03-01-2018 03:08 AM - edited 03-01-2018 03:10 AM
yours is a very good question. I think your answer is in checking the status of the Connect Spawner and the Object Spawner in every node of your grid.
UI-wise, RTM or Grid Monitor will help you.
Now, command-line-wise, you could go for one of these options:
- check the logs of the spawners
- check the status of the services with ego commands
- Run a Gridtest_fast.sas or Gridtest.sas before executing your program https://support.sas.com/rnd/scalability/grid/download.html however I think this might be a bit overkilling if you plan to run it before every program.
Nevertheless, I think that besides the checks, you rather would configure High Availability (HA) in your grid environment, precisely to ensure that,if any grid or service goes down, the service will start in other machine for the time being. On this way, your programs should not fail.
For all of that and more, you can check:
Please note that most of those ways are for the administrators of your environment to execute. I mean, a programmer/user should not really be concerned about availability of the environment. If technical problems arise, you open a support ticket and other team would take care of it in your behalf.
03-01-2018 03:31 AM
Thanks for the reply.
We are not using the EG UI for submitting the SAS jobs. In this Scenario I can not event configure the (HA) and I can't check the logs of the spawners.
I have another question, Is there any way to find the allocated memory and available free memory a server (Grid node) grammatically or by commands?.
03-01-2018 03:39 AM
a couple of comments:
03-01-2018 04:07 AM
I am not authorized to run the commands. I asked to know that if any thing available or not? .
Mainly I am looking programmatic way to know the find the inactive grid server and available Free memory of the server.
03-01-2018 04:59 AM
I don't think you can, without running X commands or running commands directly on your server's shell interface.
To run X commands is a high level risk, hence the reason because it is normally disabled. It is normally enabled only for few high level users or administrators.
All above make my advise to stand: please align with your SAS or system administrators. Open communication with them and ensure they understand your challenge, which is, in the end and probably, the challenge of your company business.
03-01-2018 05:36 AM
Thank you JuanS_OCS. I also felt the same.

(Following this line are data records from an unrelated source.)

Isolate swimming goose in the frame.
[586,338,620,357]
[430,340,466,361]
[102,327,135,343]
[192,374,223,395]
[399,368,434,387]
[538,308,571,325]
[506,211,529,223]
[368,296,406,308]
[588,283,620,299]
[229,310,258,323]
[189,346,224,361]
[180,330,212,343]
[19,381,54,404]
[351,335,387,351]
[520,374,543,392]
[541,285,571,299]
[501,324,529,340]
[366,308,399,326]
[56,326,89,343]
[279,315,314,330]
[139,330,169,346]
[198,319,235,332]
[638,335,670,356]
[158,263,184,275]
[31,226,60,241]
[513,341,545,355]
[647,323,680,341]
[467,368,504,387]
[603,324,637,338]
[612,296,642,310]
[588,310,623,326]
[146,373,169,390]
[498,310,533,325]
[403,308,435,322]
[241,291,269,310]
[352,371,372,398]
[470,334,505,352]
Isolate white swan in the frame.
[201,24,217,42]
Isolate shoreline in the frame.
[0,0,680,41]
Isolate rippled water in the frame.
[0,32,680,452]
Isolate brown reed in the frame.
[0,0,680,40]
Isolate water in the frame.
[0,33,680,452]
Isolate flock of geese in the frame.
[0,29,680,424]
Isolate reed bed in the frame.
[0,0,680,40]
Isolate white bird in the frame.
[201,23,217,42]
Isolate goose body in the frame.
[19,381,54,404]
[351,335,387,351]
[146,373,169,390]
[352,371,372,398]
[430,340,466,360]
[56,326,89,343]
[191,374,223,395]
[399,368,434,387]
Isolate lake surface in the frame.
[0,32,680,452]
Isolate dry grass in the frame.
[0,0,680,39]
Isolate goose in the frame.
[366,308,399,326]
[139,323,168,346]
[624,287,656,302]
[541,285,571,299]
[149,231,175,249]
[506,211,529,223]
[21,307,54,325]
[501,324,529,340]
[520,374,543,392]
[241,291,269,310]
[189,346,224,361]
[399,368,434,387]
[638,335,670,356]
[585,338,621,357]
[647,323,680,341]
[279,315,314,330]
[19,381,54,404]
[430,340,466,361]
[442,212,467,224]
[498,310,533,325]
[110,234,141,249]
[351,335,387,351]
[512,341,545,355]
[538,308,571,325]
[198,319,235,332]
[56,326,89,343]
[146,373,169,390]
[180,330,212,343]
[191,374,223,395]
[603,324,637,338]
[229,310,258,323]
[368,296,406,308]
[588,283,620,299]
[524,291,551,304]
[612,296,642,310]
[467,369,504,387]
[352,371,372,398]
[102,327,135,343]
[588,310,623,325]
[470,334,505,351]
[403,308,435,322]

I have general question, Any way to submit the jobs only to particular grid node. We have four Grid nodes, I want to submit the rsubmit blocks to only one Grid node.
03-02-2018 11:24 PM
03-03-2018 09:36 PM - edited 03-03-2018 09:38 PM
"I have general question, Any way to submit the jobs only to particular grid node."
Setting up workload balancing is a SAS Admin task. I don't know why you would only want to use a single node but yes, that can be done by defining a queue which only hits a single node. Setting this up is a SAS Admin task so discuss your requirement with this person at your site.
For execution of 30 jobs in parallel: First of all the LSF queue you're using must allow for 30 jobs in parallel else whatever you set-up won't execute as parallel as you believe. Secondly: If possible use LSF to define your flows and define parallelism and job dependencies there.